Of course, being able to send humans to interstellar space is great for movies, but in reality is still a far away dream. By the time we get to that point we may have created more suitable life forms or hybrid human-machines that are more resilient.
"This is a generational program," Lubin said. Scientists of coming generations ideally will contribute to our knowledge of interstellar space and its challenges, and enhance the design of the craft as technology improves. With the primary propulsion system being light, the underlying technology is on an exponential growth curve, much like electronics with a "Moore's Law" like expanding capability.
Planetary protection and extraterrestrial propagation
We're bound to our solar system for the forseeable future; humans are fragile and delicate away from our home planet. But that hasn't stopped Lubin, Rothman, their research teams and their diverse collaborators, which include a radiation specialist and a science-trained theologian, to contemplate both the physiological and ethical aspects of sending life to space—and perhaps even propagating life in space.

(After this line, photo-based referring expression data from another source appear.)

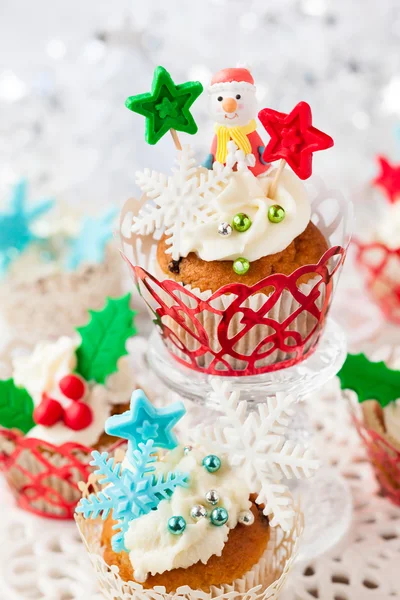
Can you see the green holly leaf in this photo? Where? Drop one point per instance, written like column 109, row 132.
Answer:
column 16, row 407
column 103, row 339
column 166, row 106
column 370, row 380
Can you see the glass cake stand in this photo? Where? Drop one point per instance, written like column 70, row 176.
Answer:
column 325, row 499
column 301, row 379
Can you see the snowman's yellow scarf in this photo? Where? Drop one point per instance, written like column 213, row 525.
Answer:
column 237, row 134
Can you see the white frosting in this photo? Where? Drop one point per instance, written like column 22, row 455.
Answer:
column 152, row 549
column 388, row 227
column 246, row 193
column 40, row 373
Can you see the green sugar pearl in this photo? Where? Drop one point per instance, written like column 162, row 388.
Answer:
column 241, row 222
column 212, row 463
column 241, row 266
column 176, row 525
column 219, row 516
column 276, row 213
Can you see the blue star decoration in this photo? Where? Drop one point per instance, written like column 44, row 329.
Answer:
column 143, row 422
column 90, row 245
column 15, row 225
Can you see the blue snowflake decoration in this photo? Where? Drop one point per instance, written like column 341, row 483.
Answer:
column 90, row 245
column 131, row 494
column 15, row 225
column 143, row 422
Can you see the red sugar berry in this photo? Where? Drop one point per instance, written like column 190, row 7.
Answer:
column 72, row 387
column 78, row 416
column 48, row 412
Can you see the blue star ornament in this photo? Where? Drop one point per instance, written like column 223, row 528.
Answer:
column 15, row 225
column 90, row 245
column 144, row 421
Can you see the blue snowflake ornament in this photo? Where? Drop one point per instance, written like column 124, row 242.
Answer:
column 144, row 422
column 89, row 246
column 130, row 493
column 15, row 225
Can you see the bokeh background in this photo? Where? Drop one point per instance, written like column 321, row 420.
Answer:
column 67, row 67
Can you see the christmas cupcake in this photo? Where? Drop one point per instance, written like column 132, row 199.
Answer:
column 199, row 519
column 53, row 409
column 234, row 262
column 373, row 389
column 379, row 244
column 61, row 262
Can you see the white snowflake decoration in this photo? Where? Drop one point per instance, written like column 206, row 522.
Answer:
column 183, row 200
column 256, row 444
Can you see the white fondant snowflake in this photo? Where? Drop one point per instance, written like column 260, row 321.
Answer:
column 256, row 444
column 182, row 200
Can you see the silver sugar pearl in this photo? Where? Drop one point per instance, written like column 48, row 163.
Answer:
column 246, row 517
column 212, row 497
column 224, row 228
column 198, row 511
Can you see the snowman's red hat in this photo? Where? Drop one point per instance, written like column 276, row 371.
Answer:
column 234, row 78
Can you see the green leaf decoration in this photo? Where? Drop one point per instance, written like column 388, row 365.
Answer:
column 370, row 380
column 16, row 407
column 103, row 339
column 166, row 106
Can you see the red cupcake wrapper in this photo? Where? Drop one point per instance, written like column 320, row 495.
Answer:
column 42, row 477
column 239, row 330
column 385, row 459
column 382, row 267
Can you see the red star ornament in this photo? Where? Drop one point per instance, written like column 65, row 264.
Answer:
column 293, row 138
column 388, row 179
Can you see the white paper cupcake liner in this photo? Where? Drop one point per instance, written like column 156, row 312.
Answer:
column 263, row 582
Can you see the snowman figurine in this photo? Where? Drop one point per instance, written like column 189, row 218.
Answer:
column 233, row 104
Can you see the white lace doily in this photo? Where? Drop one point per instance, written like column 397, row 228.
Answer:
column 45, row 560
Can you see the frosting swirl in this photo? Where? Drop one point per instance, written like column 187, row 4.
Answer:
column 152, row 549
column 40, row 373
column 246, row 193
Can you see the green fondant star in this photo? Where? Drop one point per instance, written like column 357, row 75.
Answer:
column 166, row 106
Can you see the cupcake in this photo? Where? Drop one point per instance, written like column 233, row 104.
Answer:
column 62, row 262
column 234, row 262
column 54, row 405
column 206, row 517
column 379, row 243
column 375, row 403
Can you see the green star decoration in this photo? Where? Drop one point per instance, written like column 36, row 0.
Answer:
column 166, row 106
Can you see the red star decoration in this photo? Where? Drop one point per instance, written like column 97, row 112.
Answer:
column 293, row 138
column 388, row 179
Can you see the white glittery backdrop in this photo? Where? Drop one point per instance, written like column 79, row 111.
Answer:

"There are the ethics," Lubin explained, "of planetary protection," in which serious thought is given to the possibility of contamination, either from our planet to others or vice versa. "I think if you started talking about directed propagation of life, which is sometimes called panspermia—this idea that life came from elsewhere and ended up on the earth by comets and other debris, or even intentionally from another civilization—the idea that we would purposefully send out life does bring up big questions."
So far, the authors contend, there is no risk of forward contamination, as the probes nearing any other planet would burn up in their atmosphere or be obliterated in the collision with the surface. Because the wafercraft are on a one-way trip, there's no risk that any extraterrestrial microbes will return to Earth.
While still somewhat on the fringe, the theory of panspermia seems to be getting some serious, if limited, attention, given how easy it is to propagate life when conditions are right and the discovery of several exoplanets and other celestial bodies that may have been, or could be, supportive of life as we know it.
"Some people have mused and published on ideas such as 'is the universe a lab experiment from some advanced civilization,'" Lubin said. "So people are certainly willing to think about advanced civilizations. Questions are good but answers are better. Right now we simply ponder these questions without the answers yet."
Another issue currently being contemplated in the wider space exploration community: What are the ethics of sending humans to Mars and other distant places knowing they may never come home? What about sending out small micro-organisms or human DNA? These existential inquiries are as old as the first human migrations and seafaring voyages, the answers to which will likely come the moment we're ready to take these journeys.
"I think we shouldn't, and won't, suppress the exploratory yearning that is intrinsic to our nature," Rothman said.